Data scientists look for new ways to analyze "big data" to extract new types of information from said data. This could be in fields such as:
-epidemiology
-physics
-population dynamics
-biology/biochemistry/genetics
-economics (trying to predict the stock market)
So we might take Census data on populations and try to generate new methods to predict trends, such as which cities will have the highest percentage population of elderly in 20-30 years, which might indicate that more hospital beds will be needed. We use established techniques like hierarchical clustering, PCA, t-SNE plots, and of course statistics, to try and draw these conclusions and estimate our certainty. Sometimes entirely new algorithms are developed, but most of the time it's just making improvements on existing methods.

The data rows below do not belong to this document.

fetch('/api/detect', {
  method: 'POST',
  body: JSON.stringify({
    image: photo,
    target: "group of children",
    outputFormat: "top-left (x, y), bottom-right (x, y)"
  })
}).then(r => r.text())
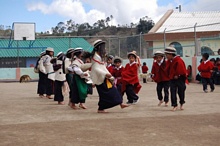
top-left (151, 47), bottom-right (187, 111)
top-left (36, 40), bottom-right (141, 113)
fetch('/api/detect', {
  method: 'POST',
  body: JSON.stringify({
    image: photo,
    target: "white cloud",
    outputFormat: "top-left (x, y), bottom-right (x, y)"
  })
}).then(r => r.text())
top-left (28, 0), bottom-right (220, 25)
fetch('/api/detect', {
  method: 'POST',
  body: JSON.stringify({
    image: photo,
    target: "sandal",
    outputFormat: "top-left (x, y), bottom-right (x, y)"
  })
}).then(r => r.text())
top-left (120, 104), bottom-right (130, 109)
top-left (58, 101), bottom-right (65, 105)
top-left (171, 106), bottom-right (178, 112)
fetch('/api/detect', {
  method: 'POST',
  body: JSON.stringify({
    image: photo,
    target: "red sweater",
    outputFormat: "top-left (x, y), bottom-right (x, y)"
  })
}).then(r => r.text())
top-left (151, 60), bottom-right (170, 83)
top-left (121, 63), bottom-right (141, 93)
top-left (167, 56), bottom-right (187, 80)
top-left (106, 65), bottom-right (114, 74)
top-left (112, 66), bottom-right (124, 85)
top-left (198, 60), bottom-right (214, 78)
top-left (142, 65), bottom-right (148, 73)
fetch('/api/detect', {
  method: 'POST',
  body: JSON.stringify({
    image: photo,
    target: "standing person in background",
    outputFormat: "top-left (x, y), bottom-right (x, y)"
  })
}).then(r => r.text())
top-left (142, 62), bottom-right (148, 83)
top-left (106, 55), bottom-right (114, 74)
top-left (36, 51), bottom-right (47, 98)
top-left (187, 65), bottom-right (192, 82)
top-left (91, 40), bottom-right (128, 113)
top-left (122, 51), bottom-right (141, 104)
top-left (54, 52), bottom-right (66, 105)
top-left (164, 47), bottom-right (187, 111)
top-left (198, 53), bottom-right (215, 93)
top-left (112, 57), bottom-right (124, 96)
top-left (63, 48), bottom-right (74, 106)
top-left (68, 48), bottom-right (88, 109)
top-left (42, 47), bottom-right (55, 99)
top-left (151, 51), bottom-right (170, 106)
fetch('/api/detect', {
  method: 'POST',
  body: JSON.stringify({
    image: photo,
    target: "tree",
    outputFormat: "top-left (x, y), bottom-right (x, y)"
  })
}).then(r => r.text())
top-left (136, 16), bottom-right (154, 34)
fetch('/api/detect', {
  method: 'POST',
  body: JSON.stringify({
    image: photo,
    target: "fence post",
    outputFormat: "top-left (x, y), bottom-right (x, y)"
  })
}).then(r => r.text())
top-left (140, 32), bottom-right (142, 58)
top-left (194, 23), bottom-right (198, 56)
top-left (118, 37), bottom-right (121, 57)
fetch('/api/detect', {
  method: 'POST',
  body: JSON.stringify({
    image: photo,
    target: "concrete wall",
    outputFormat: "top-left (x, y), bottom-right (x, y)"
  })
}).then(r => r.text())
top-left (0, 55), bottom-right (220, 81)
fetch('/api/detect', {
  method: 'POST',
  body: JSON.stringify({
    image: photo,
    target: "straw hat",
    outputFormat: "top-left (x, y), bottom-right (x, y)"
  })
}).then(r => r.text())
top-left (154, 51), bottom-right (164, 56)
top-left (93, 39), bottom-right (105, 48)
top-left (127, 51), bottom-right (137, 58)
top-left (113, 56), bottom-right (123, 63)
top-left (57, 52), bottom-right (64, 59)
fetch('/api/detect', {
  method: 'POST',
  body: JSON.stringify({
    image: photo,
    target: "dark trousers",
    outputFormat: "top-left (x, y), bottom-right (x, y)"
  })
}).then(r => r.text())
top-left (125, 84), bottom-right (139, 103)
top-left (202, 78), bottom-right (215, 91)
top-left (54, 81), bottom-right (64, 102)
top-left (37, 72), bottom-right (47, 95)
top-left (170, 78), bottom-right (186, 107)
top-left (157, 81), bottom-right (170, 102)
top-left (46, 78), bottom-right (54, 96)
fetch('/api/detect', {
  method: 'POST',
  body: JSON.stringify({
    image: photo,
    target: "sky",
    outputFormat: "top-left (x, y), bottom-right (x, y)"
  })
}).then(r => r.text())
top-left (0, 0), bottom-right (220, 32)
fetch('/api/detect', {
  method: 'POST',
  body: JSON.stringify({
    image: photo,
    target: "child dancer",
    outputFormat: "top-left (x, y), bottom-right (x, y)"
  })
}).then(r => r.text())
top-left (68, 48), bottom-right (88, 109)
top-left (112, 57), bottom-right (124, 93)
top-left (151, 51), bottom-right (169, 106)
top-left (165, 47), bottom-right (187, 111)
top-left (91, 40), bottom-right (128, 113)
top-left (54, 52), bottom-right (66, 105)
top-left (106, 55), bottom-right (114, 74)
top-left (198, 53), bottom-right (215, 93)
top-left (122, 51), bottom-right (141, 104)
top-left (42, 47), bottom-right (55, 99)
top-left (141, 62), bottom-right (148, 83)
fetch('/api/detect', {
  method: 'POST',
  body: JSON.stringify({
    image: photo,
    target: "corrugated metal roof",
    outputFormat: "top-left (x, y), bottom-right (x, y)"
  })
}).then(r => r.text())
top-left (0, 38), bottom-right (93, 57)
top-left (156, 11), bottom-right (220, 33)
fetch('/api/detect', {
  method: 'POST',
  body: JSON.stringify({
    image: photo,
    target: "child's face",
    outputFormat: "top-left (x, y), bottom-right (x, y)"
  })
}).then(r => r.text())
top-left (155, 56), bottom-right (163, 62)
top-left (166, 53), bottom-right (173, 60)
top-left (128, 55), bottom-right (135, 63)
top-left (49, 51), bottom-right (54, 56)
top-left (115, 62), bottom-right (121, 67)
top-left (107, 58), bottom-right (112, 64)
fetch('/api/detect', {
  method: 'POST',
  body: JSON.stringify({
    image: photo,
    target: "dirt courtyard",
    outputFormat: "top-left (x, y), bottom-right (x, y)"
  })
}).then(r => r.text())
top-left (0, 82), bottom-right (220, 146)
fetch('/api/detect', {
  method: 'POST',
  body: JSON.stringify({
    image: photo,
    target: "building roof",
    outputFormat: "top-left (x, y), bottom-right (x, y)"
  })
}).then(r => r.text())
top-left (0, 38), bottom-right (93, 57)
top-left (149, 10), bottom-right (220, 33)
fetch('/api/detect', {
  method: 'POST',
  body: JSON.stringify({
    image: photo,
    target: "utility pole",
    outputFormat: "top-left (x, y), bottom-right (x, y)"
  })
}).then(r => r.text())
top-left (176, 5), bottom-right (182, 12)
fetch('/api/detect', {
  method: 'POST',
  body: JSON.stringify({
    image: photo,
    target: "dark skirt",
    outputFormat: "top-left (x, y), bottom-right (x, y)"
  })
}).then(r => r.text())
top-left (46, 75), bottom-right (54, 96)
top-left (66, 73), bottom-right (73, 99)
top-left (37, 72), bottom-right (47, 95)
top-left (54, 80), bottom-right (64, 102)
top-left (71, 75), bottom-right (88, 104)
top-left (96, 80), bottom-right (122, 110)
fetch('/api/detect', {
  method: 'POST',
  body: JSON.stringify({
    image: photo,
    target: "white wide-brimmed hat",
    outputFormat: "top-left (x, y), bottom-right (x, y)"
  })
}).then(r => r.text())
top-left (164, 46), bottom-right (176, 54)
top-left (46, 47), bottom-right (54, 52)
top-left (127, 51), bottom-right (137, 58)
top-left (93, 39), bottom-right (105, 48)
top-left (73, 47), bottom-right (83, 53)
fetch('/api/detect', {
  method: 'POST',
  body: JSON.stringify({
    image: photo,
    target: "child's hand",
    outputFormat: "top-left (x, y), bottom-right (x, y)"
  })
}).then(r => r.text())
top-left (105, 74), bottom-right (112, 79)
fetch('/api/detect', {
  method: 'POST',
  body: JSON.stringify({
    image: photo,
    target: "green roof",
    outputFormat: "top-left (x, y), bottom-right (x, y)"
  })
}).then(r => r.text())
top-left (0, 38), bottom-right (93, 57)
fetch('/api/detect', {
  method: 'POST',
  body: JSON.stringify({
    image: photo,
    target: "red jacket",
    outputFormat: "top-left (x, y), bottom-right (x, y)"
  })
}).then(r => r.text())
top-left (121, 63), bottom-right (141, 93)
top-left (198, 60), bottom-right (214, 78)
top-left (106, 64), bottom-right (114, 74)
top-left (112, 66), bottom-right (124, 85)
top-left (142, 65), bottom-right (148, 73)
top-left (151, 60), bottom-right (170, 83)
top-left (167, 56), bottom-right (187, 80)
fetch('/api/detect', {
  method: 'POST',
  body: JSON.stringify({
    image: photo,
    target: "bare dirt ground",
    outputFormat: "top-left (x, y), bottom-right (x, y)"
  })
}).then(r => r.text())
top-left (0, 82), bottom-right (220, 146)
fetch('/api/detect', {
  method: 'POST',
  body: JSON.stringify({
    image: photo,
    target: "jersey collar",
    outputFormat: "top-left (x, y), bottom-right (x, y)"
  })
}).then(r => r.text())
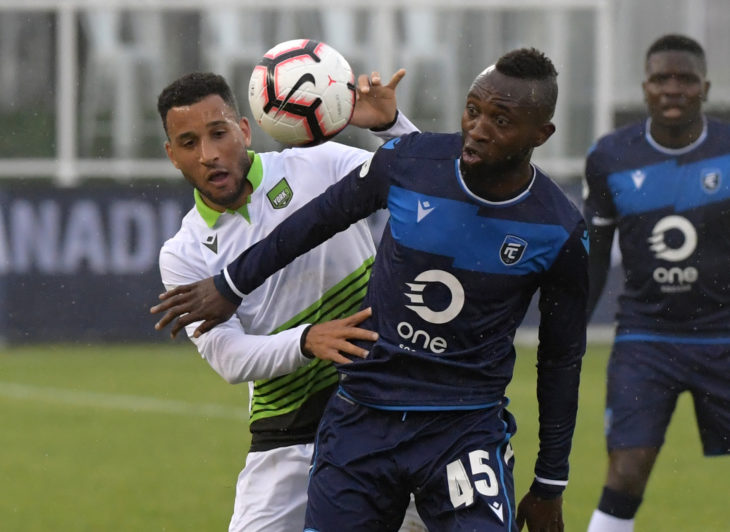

Another big problem we often encounter is how to deal with missing data for some of your points. Do you eliminate them? Do you impute the data?
And then the big one is harmonizing different datasets. In biology, one big problem is how to interpret things like RNA-seq, ChIP-seq, and mass spectrometry. RNA-seq measures transcription and transcript expression, ChIP-seq measures transcription factor binding at promoters, and mass spectrometry measures protein levels (not for all proteins, but for some isoforms). Can we integrate the 3 types of data to draft Gene Regulatory Networks (GRNs)?
Basically, we develop new techniques to harmonize, filter, and analyze data, but we also very often do more derivative work such as simply improving established methods.